Causal inference has two parallel approaches:

  1. Causal diagrams (directed acyclic graphs)

  2. Symbolic language for mathematical approach

These approaches should make clear what assumptions are being made, and what questions are being asked.

The causal model should depict (qualitatively and/or quantitatively) the process that generates the observed data.

An example of the symbolic language, for asking how a drug, D, affects lifespan, L, is:

\(P(L | do(D))\), with a control group of \(P(L | do(not D))\)

The do operator signifies that we are dealing with an intervention.

The inference engine#

A blueprint of an inference engine is shown above. Such an engine needs three kinds of input:

  1. Data

  2. Assumptions (often come from prior knowledge, which is simplified/structured into assumptions)

  3. Queries (such as \(P(L | do(D))\))

The causal model may be in several forms, such as:

  • Causal diagram

  • Structure equations

  • Logical statements

The causal model aims at mimicking the processes that lead to the data, and can be tested for “degree of fitness” - the degree to which the data are compatible with the model’s assumptions.

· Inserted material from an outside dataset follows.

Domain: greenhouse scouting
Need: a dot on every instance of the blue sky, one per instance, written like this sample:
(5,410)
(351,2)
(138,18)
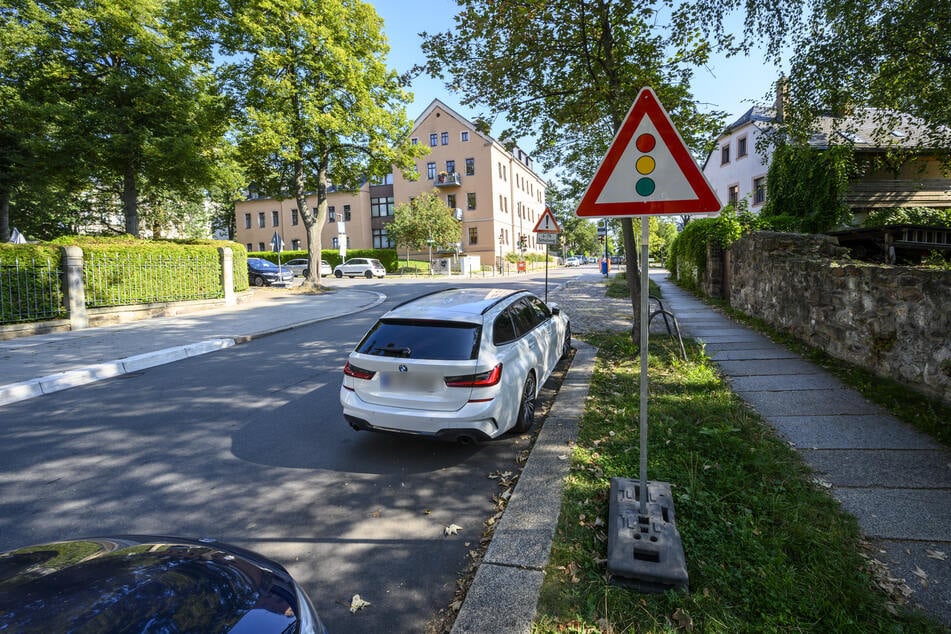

It produces three kinds of output:

  1. A yes/no on whether a query can be answered under the current causal model, assuming sufficient data.

  2. An Estimand (‘that to be estimated’) - the mathematical formula for generating the answer from the input data. For example \(P(L | do(D))\) may be estimated by conditioning \(P(L|D)\) on other variables, \(Z\), as in \(P(L | D,Z).P(Z)\). The estimand is the assumed mathematical causal model.

  3. An Estimate of the causal effect in question (we should also look for uncertainty due to sampling).

Some questions may not be answered, such as if we know variable \(Z\) affects both \(D\) and \(L\), but we have no measurement of \(Z\). In such a case we may need to say the causal effect cannot be answered, or can only be answered by making a simplifying assumption that the effect of \(Z\) is negligible.

Data#

The causal model should ideally be produced before collecting data (and deciding what data to collect). The estimand can be designed before data is collected.

Causality in plain English#

“We think of a cause as something that makes a difference, and the difference it makes must be the difference from what would have happened without it” (David Lewis, putting counter-factuals at the heart of our intuition about causality).